In its proposed framework, Tencent suggest several modifications should be made to adapt the encoder-decoder networks. This is by introducing residual learning blocks.

The image above illustrates how the proposed Encoder ResBlocks (EBlocks) contains one convolution layer followed by several ResBlocks. Tencent chooses ResBlocks instead of the original building block in ResN, and without batch normalization.

It also shows that Tencent doubles the number of kernels of the previous layer and downsamples the feature maps to half size.

Each of the following ResBlocks contains 2 convolution layers with the same number of kernels. The Decoder ResBlock (DBlocks) which is symmetric to EBlock, contains several ResBlocks followed by 1 deconvolution layer.
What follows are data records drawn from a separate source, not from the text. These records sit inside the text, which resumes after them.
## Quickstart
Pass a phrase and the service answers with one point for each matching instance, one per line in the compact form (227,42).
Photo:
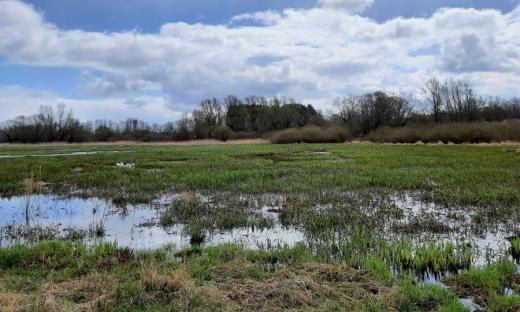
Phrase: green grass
(220,278)
(469,175)
(346,263)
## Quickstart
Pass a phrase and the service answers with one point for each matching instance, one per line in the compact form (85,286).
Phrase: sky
(157,59)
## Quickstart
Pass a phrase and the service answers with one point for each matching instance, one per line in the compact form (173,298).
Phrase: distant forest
(450,102)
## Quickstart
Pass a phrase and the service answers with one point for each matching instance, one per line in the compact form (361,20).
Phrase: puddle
(134,227)
(27,218)
(470,304)
(125,165)
(73,153)
(489,244)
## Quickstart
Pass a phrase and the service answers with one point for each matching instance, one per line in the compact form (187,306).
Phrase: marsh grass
(515,248)
(224,278)
(487,285)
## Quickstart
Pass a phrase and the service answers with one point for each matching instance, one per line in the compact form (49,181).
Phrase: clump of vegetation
(475,132)
(219,278)
(487,285)
(223,134)
(427,297)
(515,247)
(311,134)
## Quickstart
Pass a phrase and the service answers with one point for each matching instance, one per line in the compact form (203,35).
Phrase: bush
(311,134)
(223,134)
(476,132)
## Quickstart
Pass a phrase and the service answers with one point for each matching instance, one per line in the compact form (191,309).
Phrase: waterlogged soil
(63,153)
(262,221)
(32,218)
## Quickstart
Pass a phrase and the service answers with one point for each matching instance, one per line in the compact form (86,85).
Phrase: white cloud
(265,17)
(310,54)
(16,101)
(353,6)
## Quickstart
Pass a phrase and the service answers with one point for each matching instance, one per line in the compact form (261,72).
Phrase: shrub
(311,134)
(223,134)
(476,132)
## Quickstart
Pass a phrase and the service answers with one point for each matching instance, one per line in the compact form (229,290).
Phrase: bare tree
(432,89)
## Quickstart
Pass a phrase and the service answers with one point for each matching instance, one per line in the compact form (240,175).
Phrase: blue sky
(168,54)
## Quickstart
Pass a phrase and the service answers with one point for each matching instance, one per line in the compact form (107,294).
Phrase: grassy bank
(54,276)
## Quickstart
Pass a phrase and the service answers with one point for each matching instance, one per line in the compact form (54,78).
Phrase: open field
(336,227)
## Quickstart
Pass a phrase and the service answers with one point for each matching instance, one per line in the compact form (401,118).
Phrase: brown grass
(458,133)
(12,302)
(139,143)
(310,285)
(311,134)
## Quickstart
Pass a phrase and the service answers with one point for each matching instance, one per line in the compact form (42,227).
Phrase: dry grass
(139,143)
(13,302)
(477,132)
(310,285)
(311,134)
(84,294)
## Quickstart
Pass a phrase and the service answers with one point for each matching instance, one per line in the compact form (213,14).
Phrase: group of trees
(47,125)
(455,101)
(450,101)
(363,114)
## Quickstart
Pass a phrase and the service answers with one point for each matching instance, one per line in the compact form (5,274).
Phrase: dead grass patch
(84,294)
(13,302)
(310,285)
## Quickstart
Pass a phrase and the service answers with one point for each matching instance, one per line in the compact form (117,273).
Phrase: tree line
(449,101)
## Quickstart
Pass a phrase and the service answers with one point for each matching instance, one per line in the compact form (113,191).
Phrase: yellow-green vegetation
(489,286)
(362,251)
(221,278)
(469,175)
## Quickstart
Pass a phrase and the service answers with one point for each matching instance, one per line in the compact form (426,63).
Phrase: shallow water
(137,226)
(54,154)
(134,227)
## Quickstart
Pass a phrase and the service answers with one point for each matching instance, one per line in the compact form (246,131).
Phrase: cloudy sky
(155,59)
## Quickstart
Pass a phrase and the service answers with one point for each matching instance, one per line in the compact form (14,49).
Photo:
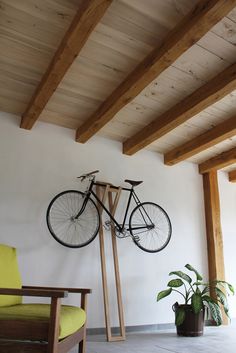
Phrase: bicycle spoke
(157,234)
(64,227)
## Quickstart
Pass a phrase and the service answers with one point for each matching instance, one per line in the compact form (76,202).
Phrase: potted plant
(198,296)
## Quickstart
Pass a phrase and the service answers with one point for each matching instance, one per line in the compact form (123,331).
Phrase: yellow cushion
(9,275)
(71,318)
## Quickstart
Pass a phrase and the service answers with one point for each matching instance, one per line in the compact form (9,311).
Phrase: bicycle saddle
(133,182)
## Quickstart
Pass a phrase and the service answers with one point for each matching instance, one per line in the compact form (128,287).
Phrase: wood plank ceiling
(171,65)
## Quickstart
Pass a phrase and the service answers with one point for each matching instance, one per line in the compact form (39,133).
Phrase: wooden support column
(105,193)
(213,230)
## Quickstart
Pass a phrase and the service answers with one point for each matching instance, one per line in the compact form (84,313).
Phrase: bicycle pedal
(107,225)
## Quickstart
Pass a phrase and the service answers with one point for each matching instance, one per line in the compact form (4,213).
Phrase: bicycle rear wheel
(150,227)
(62,222)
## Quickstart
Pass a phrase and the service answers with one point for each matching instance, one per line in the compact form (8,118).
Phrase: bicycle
(73,218)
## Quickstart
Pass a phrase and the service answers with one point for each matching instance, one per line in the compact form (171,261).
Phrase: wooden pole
(105,192)
(213,230)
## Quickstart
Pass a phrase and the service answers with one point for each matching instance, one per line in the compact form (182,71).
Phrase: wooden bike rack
(106,192)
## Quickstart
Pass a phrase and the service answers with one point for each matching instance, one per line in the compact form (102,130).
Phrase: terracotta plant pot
(193,324)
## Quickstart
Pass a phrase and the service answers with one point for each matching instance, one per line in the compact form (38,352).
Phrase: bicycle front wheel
(150,227)
(62,222)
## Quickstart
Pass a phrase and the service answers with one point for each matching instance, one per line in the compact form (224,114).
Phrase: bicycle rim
(63,225)
(150,227)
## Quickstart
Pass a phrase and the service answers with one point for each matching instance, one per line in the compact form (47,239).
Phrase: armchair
(36,328)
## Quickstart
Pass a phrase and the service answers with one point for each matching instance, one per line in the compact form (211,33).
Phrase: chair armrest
(70,290)
(34,292)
Then to scale-recurrent structure, Tencent requires recurrent modules inside networks, where it inserts convolution layers in the bottleneck layer for hidden state to connect consecutive scales. Then using large convolution kernels of size 5×5 on every convolution layer, the AI searches for hidden state that may contain useful information about intermediate result and blur patterns.

The results are then passed to the next scale and benefits the fine-scale problem.

In its experiment, Tencent used a PC with Intel Xeon E5 CPU and Nvidia Titan X GPU. Using TensorFlow platform, all the training process involved the same dataset with the same training configuration. The dataset includes synthesize blurred images by convolving sharp images with real or generated uniform/non-uniform blur kernels.

However, due to the simplified image formation models, Tencent acknowledged that the synthetic blurry data is still different from real blurry ones that are captured by cameras.